Die gute Nachricht: er kommt im September wieder, nicht erst im Oktober. Hoffentlich Anfang September. Besser noch: Ende August. Mein halbes Leben besteht aus Vorfreude auf Kommendes: die nächste Mahlzeit, das nächste Land, das nächste Buch, oder eben ein Wiedersehen mit jemandem, der so unverschämt gut aussieht, daß ich ihn nur dauernd anschauen möchte. Wobei ich mir nach wie vor darüber klar bin, daß ich vermutlich keine ernsthafte Kandidatin auf seiner Landkarte darstelle. Aber träumen... na, das hatten wir schon.

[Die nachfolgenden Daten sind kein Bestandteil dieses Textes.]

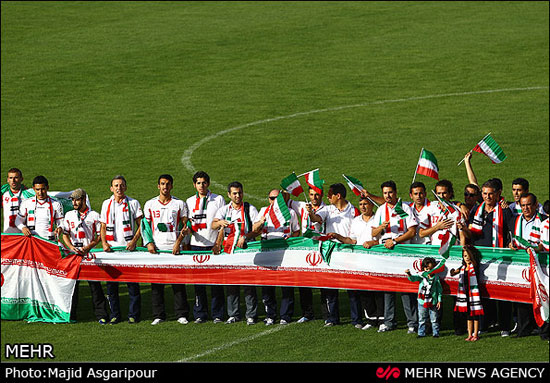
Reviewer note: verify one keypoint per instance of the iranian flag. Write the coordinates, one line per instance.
(314, 180)
(292, 185)
(231, 241)
(37, 282)
(278, 212)
(427, 165)
(491, 149)
(539, 289)
(354, 184)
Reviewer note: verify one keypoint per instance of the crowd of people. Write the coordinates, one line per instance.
(204, 220)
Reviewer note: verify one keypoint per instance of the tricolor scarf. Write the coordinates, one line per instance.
(468, 292)
(199, 212)
(126, 220)
(31, 216)
(497, 224)
(534, 234)
(80, 233)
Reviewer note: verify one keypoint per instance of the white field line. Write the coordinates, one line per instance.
(224, 346)
(186, 158)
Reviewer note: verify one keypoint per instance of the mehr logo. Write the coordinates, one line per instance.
(388, 373)
(201, 258)
(314, 258)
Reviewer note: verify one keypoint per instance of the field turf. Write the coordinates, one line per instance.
(251, 92)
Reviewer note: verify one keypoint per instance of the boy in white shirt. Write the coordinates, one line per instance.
(120, 226)
(166, 215)
(40, 215)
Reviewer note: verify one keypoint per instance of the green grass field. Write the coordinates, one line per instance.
(252, 92)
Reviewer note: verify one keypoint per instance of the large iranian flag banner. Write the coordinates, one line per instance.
(37, 282)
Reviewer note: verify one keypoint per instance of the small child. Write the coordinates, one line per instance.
(429, 295)
(468, 298)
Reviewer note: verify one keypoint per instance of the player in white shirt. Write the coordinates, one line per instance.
(40, 215)
(372, 302)
(337, 218)
(265, 226)
(420, 207)
(166, 215)
(120, 226)
(316, 201)
(81, 233)
(238, 211)
(202, 209)
(441, 218)
(12, 197)
(393, 230)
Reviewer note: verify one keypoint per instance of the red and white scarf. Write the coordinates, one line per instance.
(497, 224)
(468, 280)
(31, 215)
(126, 220)
(534, 234)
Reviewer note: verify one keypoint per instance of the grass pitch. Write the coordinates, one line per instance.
(252, 92)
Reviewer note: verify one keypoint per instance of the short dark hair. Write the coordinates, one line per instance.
(119, 177)
(521, 181)
(525, 195)
(166, 177)
(428, 260)
(417, 184)
(389, 184)
(40, 180)
(493, 183)
(201, 174)
(338, 188)
(234, 184)
(448, 184)
(15, 170)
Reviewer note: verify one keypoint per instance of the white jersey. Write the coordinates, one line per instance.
(81, 227)
(270, 232)
(201, 215)
(10, 206)
(338, 221)
(228, 213)
(423, 217)
(398, 225)
(436, 215)
(361, 230)
(119, 219)
(299, 208)
(516, 208)
(165, 220)
(41, 217)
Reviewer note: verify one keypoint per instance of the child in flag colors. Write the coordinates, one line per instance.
(468, 298)
(429, 295)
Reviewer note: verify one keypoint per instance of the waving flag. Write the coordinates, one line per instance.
(278, 212)
(354, 184)
(427, 165)
(37, 282)
(491, 149)
(314, 180)
(292, 185)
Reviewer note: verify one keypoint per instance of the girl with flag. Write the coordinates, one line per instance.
(468, 298)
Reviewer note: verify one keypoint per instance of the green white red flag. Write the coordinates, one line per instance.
(354, 184)
(278, 212)
(314, 180)
(427, 165)
(491, 149)
(37, 282)
(292, 185)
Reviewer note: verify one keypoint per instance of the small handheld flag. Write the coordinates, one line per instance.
(292, 185)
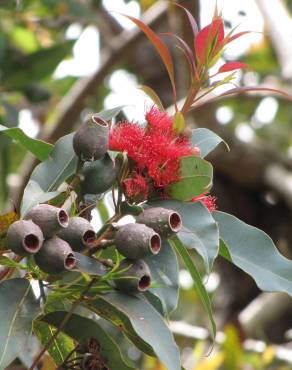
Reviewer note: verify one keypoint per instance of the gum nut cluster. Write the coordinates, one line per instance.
(90, 144)
(138, 240)
(51, 236)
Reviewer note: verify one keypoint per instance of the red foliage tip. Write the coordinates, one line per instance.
(208, 200)
(209, 40)
(231, 66)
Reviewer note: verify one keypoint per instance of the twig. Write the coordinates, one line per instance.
(63, 323)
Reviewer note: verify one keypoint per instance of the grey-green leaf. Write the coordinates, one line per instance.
(254, 252)
(164, 271)
(196, 177)
(206, 140)
(61, 164)
(200, 288)
(18, 307)
(199, 229)
(39, 148)
(145, 321)
(33, 195)
(61, 346)
(81, 329)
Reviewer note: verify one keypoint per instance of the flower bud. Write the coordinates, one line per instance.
(99, 176)
(49, 218)
(55, 256)
(79, 234)
(136, 276)
(136, 241)
(24, 237)
(90, 142)
(164, 221)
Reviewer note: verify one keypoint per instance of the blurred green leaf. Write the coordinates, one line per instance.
(141, 323)
(206, 140)
(18, 307)
(83, 329)
(39, 148)
(255, 253)
(34, 67)
(61, 164)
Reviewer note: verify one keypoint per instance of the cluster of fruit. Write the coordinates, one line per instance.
(48, 233)
(52, 237)
(138, 240)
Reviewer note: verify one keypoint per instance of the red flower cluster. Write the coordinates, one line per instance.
(155, 148)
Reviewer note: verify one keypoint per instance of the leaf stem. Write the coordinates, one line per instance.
(63, 323)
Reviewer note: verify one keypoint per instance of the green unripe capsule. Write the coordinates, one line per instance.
(135, 278)
(55, 256)
(164, 221)
(49, 218)
(99, 176)
(90, 142)
(24, 237)
(137, 241)
(79, 234)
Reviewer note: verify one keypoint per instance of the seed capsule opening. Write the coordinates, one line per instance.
(63, 218)
(70, 261)
(99, 121)
(89, 237)
(155, 243)
(31, 242)
(175, 222)
(144, 283)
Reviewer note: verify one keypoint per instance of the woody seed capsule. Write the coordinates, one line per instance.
(55, 256)
(49, 218)
(137, 241)
(24, 237)
(79, 234)
(136, 276)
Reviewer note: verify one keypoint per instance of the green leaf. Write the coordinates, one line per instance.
(38, 148)
(18, 307)
(164, 271)
(200, 288)
(5, 261)
(61, 346)
(82, 329)
(142, 324)
(206, 140)
(33, 195)
(35, 66)
(61, 164)
(179, 122)
(108, 114)
(199, 229)
(89, 265)
(196, 176)
(152, 95)
(255, 253)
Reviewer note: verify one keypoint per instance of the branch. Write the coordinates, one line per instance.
(72, 104)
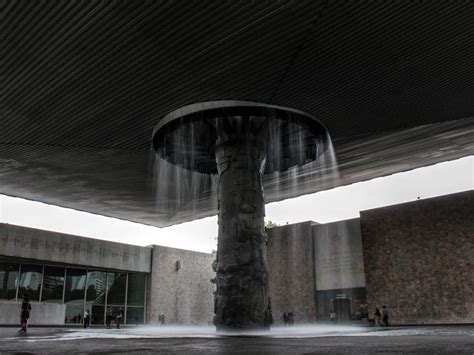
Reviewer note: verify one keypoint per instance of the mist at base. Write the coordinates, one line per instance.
(175, 331)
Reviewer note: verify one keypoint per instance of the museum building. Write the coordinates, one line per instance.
(409, 257)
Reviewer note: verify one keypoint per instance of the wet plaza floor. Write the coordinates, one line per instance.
(204, 340)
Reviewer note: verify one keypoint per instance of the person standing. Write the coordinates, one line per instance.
(376, 317)
(87, 319)
(25, 313)
(108, 318)
(291, 318)
(118, 318)
(385, 315)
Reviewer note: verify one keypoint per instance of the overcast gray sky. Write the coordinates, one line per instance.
(326, 206)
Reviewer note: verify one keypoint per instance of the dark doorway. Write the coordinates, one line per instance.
(342, 307)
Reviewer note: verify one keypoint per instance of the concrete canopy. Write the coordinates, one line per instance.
(83, 84)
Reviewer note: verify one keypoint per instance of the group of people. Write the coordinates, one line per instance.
(380, 318)
(288, 318)
(26, 310)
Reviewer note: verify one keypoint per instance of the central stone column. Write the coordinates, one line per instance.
(242, 277)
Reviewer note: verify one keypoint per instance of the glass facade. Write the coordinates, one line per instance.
(9, 277)
(74, 294)
(30, 281)
(53, 285)
(79, 288)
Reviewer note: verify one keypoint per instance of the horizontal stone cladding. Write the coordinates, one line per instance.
(419, 259)
(291, 272)
(180, 287)
(43, 245)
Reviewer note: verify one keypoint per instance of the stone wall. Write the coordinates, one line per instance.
(183, 292)
(419, 259)
(338, 254)
(37, 244)
(291, 272)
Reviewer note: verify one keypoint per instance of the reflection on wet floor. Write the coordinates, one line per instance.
(295, 332)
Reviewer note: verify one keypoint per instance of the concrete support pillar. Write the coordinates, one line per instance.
(242, 277)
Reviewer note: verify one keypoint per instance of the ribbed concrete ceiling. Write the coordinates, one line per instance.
(83, 83)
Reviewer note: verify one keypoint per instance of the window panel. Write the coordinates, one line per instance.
(74, 295)
(96, 281)
(9, 277)
(53, 284)
(116, 288)
(30, 281)
(136, 289)
(135, 315)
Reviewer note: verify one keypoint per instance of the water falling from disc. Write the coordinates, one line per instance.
(229, 147)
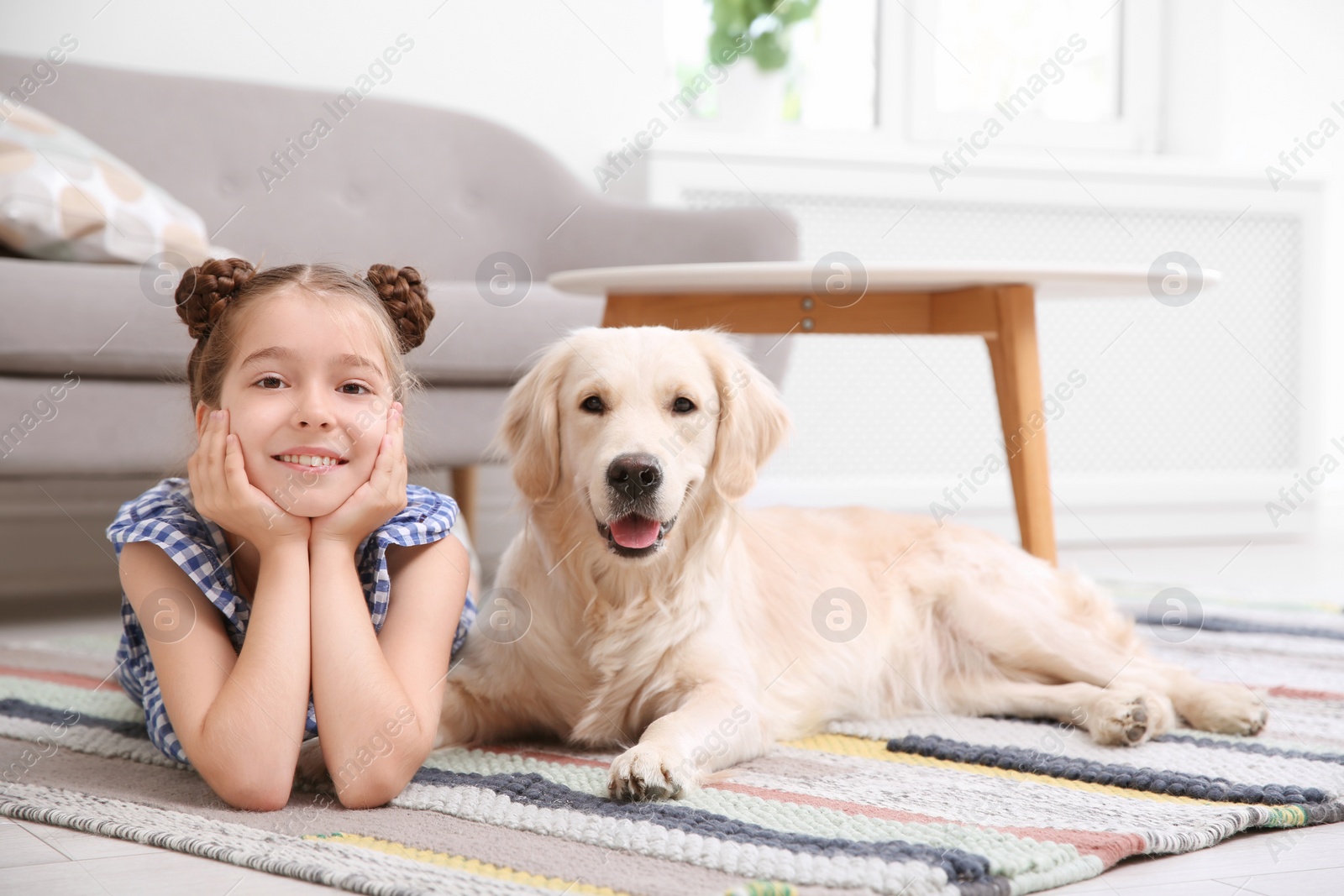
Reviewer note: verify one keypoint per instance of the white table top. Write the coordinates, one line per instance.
(769, 277)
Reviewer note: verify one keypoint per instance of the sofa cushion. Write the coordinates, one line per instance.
(65, 197)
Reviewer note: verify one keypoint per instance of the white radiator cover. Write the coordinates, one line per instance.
(1189, 419)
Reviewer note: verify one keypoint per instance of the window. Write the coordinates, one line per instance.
(1054, 73)
(1070, 73)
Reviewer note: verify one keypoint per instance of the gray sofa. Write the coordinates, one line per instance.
(390, 183)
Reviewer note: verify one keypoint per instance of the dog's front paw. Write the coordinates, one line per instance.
(1126, 719)
(648, 773)
(1226, 708)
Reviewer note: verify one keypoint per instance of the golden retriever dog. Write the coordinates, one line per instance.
(642, 607)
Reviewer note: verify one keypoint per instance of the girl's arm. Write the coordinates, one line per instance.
(378, 696)
(239, 716)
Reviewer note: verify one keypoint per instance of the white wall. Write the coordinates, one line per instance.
(1263, 98)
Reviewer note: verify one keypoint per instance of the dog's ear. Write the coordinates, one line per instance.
(753, 419)
(530, 432)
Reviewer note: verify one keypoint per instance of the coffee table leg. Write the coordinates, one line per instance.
(1016, 367)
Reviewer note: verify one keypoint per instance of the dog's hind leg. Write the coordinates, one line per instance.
(1122, 714)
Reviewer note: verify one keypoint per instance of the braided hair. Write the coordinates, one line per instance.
(212, 297)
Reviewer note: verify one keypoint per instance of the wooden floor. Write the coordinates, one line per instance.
(39, 859)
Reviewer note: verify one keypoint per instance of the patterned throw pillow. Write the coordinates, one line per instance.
(64, 197)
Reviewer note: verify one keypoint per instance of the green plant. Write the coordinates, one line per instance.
(764, 23)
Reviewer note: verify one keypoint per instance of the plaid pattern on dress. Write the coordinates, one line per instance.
(165, 516)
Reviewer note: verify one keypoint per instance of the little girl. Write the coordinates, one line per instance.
(257, 594)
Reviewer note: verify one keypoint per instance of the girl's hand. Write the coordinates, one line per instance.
(375, 501)
(221, 490)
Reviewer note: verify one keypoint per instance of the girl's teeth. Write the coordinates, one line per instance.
(308, 459)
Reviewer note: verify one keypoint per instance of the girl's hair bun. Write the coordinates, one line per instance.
(407, 300)
(205, 291)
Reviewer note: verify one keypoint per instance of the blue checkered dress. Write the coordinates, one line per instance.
(165, 516)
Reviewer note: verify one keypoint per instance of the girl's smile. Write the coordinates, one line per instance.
(308, 458)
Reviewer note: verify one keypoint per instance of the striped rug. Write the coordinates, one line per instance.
(907, 806)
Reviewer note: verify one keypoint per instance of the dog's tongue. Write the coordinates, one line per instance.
(635, 531)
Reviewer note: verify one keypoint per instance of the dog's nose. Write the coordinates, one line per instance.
(633, 474)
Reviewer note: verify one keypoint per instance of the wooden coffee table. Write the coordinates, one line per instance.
(842, 295)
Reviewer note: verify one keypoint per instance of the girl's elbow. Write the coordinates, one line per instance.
(255, 799)
(253, 793)
(375, 788)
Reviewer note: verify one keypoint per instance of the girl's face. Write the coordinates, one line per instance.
(304, 383)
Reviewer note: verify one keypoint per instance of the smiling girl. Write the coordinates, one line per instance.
(259, 593)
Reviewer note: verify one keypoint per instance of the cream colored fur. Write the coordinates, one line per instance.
(705, 653)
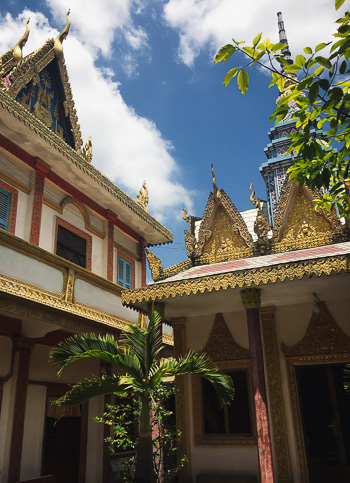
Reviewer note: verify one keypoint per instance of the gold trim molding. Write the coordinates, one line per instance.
(323, 343)
(79, 161)
(241, 279)
(222, 348)
(14, 182)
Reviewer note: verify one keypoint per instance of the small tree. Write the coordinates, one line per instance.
(123, 416)
(137, 358)
(321, 95)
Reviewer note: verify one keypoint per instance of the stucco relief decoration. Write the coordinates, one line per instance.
(323, 336)
(298, 225)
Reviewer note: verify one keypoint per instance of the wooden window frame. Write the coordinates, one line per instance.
(124, 256)
(77, 231)
(11, 225)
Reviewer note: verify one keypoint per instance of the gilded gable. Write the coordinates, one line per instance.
(299, 225)
(225, 240)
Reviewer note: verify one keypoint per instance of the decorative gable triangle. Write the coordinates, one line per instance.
(39, 82)
(221, 345)
(298, 225)
(323, 336)
(223, 234)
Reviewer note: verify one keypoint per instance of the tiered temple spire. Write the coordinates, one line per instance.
(274, 170)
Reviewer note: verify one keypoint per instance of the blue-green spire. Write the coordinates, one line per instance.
(283, 39)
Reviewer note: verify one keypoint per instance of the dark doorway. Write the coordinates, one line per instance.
(61, 449)
(325, 409)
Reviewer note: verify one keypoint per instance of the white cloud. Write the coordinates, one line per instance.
(126, 147)
(213, 23)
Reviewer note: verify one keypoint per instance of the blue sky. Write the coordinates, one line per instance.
(148, 92)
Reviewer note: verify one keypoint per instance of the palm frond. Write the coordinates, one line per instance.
(86, 345)
(201, 365)
(145, 343)
(88, 388)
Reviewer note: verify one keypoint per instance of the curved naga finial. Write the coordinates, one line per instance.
(217, 194)
(142, 196)
(185, 215)
(17, 50)
(255, 201)
(58, 48)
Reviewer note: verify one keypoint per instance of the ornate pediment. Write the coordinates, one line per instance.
(39, 82)
(223, 235)
(299, 225)
(221, 345)
(322, 337)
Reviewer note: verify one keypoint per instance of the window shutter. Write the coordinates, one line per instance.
(124, 273)
(127, 275)
(121, 272)
(5, 202)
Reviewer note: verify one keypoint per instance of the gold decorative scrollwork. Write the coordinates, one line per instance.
(78, 160)
(323, 343)
(241, 279)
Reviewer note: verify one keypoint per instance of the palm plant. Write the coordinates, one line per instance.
(141, 371)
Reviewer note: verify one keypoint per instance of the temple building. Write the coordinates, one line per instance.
(70, 242)
(268, 301)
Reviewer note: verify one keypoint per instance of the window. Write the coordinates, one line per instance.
(230, 420)
(124, 273)
(71, 246)
(5, 203)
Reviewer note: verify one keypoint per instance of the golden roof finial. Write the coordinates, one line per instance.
(142, 196)
(255, 201)
(17, 50)
(217, 194)
(58, 48)
(88, 150)
(185, 215)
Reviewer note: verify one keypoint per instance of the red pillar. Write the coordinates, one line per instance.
(23, 347)
(41, 170)
(112, 219)
(251, 302)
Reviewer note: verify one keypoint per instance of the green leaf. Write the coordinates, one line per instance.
(323, 61)
(321, 46)
(292, 68)
(313, 92)
(229, 76)
(319, 70)
(338, 4)
(225, 53)
(243, 81)
(300, 60)
(278, 46)
(342, 67)
(257, 39)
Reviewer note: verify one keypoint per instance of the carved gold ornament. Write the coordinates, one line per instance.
(324, 343)
(142, 196)
(88, 150)
(78, 160)
(241, 279)
(18, 48)
(185, 215)
(216, 191)
(58, 48)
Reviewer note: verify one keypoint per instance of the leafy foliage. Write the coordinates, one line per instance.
(123, 416)
(142, 374)
(319, 88)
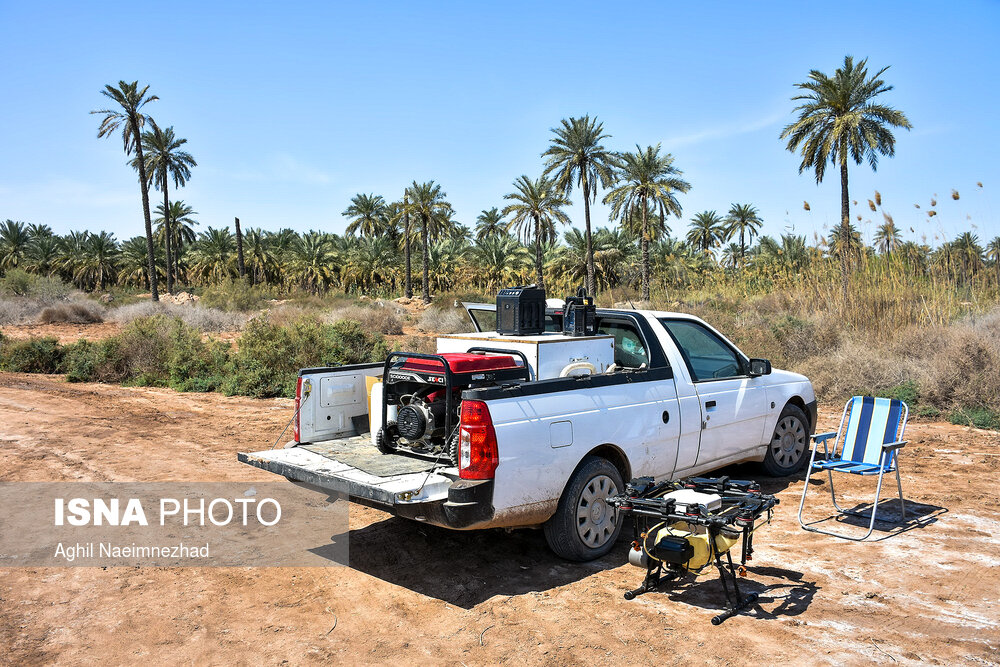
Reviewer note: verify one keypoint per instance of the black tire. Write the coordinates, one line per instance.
(788, 449)
(586, 538)
(385, 439)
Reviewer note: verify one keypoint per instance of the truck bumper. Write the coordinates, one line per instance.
(426, 496)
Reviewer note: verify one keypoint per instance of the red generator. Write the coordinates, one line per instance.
(422, 396)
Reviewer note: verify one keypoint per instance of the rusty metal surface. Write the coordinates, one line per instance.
(358, 452)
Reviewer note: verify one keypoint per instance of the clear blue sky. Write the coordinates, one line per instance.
(290, 109)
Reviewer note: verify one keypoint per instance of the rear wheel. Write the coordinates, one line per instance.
(585, 526)
(789, 447)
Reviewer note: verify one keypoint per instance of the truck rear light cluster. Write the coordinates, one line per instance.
(477, 442)
(298, 405)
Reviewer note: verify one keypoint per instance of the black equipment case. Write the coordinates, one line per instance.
(521, 311)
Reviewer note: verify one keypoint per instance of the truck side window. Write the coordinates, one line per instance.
(707, 356)
(630, 350)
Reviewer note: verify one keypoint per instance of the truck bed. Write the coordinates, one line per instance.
(353, 466)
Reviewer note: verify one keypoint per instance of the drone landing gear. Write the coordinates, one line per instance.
(735, 602)
(729, 573)
(655, 575)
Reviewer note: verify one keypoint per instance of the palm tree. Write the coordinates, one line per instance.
(14, 243)
(427, 202)
(706, 231)
(743, 220)
(499, 260)
(43, 255)
(576, 156)
(839, 121)
(38, 231)
(166, 161)
(370, 265)
(181, 228)
(259, 257)
(130, 120)
(537, 203)
(888, 238)
(993, 254)
(312, 261)
(646, 179)
(446, 259)
(970, 255)
(133, 268)
(490, 223)
(213, 257)
(731, 255)
(404, 214)
(367, 214)
(849, 239)
(100, 258)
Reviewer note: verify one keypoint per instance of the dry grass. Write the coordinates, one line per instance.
(203, 318)
(386, 318)
(444, 320)
(72, 313)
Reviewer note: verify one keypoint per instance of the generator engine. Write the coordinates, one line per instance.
(422, 396)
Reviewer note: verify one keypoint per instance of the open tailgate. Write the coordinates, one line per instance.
(351, 465)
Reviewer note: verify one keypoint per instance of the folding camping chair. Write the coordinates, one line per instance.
(873, 434)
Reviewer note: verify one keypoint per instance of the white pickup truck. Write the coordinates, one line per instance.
(679, 400)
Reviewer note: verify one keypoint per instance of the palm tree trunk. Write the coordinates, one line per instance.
(645, 251)
(406, 250)
(427, 256)
(166, 233)
(845, 229)
(539, 278)
(239, 251)
(144, 186)
(591, 287)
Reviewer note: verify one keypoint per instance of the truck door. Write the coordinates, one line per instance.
(632, 350)
(732, 403)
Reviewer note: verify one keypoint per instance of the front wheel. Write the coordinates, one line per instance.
(789, 447)
(585, 526)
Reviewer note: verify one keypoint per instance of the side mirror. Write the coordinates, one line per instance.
(759, 367)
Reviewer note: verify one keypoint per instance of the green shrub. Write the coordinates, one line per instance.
(270, 356)
(350, 343)
(907, 391)
(978, 417)
(195, 364)
(101, 361)
(35, 355)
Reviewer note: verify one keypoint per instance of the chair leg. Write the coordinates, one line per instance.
(871, 522)
(902, 505)
(805, 489)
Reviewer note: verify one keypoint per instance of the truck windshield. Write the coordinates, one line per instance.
(707, 356)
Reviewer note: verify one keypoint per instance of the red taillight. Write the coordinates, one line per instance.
(298, 406)
(477, 442)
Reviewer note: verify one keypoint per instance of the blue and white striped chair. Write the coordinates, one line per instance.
(870, 441)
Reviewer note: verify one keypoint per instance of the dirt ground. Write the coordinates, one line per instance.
(423, 595)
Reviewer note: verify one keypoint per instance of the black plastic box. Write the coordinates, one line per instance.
(521, 311)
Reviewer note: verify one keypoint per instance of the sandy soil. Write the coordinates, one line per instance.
(424, 595)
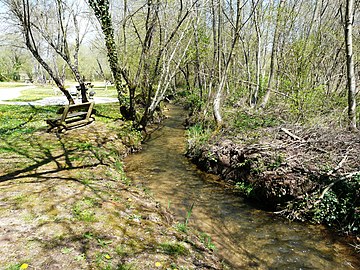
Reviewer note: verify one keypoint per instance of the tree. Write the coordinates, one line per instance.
(22, 12)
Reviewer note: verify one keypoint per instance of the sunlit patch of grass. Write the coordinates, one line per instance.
(83, 210)
(16, 120)
(12, 84)
(35, 94)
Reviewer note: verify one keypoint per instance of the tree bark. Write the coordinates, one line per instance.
(273, 55)
(351, 82)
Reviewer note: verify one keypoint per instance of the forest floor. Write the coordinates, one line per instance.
(65, 203)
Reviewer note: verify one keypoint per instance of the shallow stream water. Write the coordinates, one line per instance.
(245, 237)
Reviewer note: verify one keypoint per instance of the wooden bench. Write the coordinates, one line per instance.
(73, 116)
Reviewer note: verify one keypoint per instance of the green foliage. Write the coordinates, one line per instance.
(206, 240)
(197, 136)
(243, 121)
(174, 249)
(83, 210)
(244, 188)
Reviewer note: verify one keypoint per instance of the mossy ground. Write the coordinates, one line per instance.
(67, 204)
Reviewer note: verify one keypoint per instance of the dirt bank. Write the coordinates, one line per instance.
(67, 204)
(301, 172)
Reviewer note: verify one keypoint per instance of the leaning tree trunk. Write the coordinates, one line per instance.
(351, 83)
(24, 18)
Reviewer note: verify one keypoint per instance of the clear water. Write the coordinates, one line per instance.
(246, 238)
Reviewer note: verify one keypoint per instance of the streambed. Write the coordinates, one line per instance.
(245, 237)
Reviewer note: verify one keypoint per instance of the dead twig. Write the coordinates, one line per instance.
(292, 135)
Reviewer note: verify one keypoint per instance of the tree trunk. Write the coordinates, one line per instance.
(273, 55)
(351, 83)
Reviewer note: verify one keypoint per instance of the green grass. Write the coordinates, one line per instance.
(174, 249)
(12, 84)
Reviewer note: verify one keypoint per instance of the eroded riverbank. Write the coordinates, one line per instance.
(245, 237)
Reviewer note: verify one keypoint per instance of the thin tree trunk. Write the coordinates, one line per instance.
(273, 55)
(351, 82)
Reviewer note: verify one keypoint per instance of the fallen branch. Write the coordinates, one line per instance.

Mein drängendstes Problem ist allerdings im Moment die nächste Mahlzeit: ich habe nichts zu Mittag mit ins Büro gebracht, und ohne Auto komme ich auch nirgendwohin. Also muß ich einen Kollegen finden, der mich mitnimmt. Ohne Essen funktioniere ich nicht. Zur Bank muß ich eigentlich auch. Ich habe also noch zwei Stunden, um einen großzügigen Kollegen zu finden, der mir seinen Fahrer leiht, oder notfalls meinen eigenen Taxifahrer anzurufen. Danach bekomme ich wahrscheinlich so schlechte Laune, daß der Tag für mich gelaufen ist.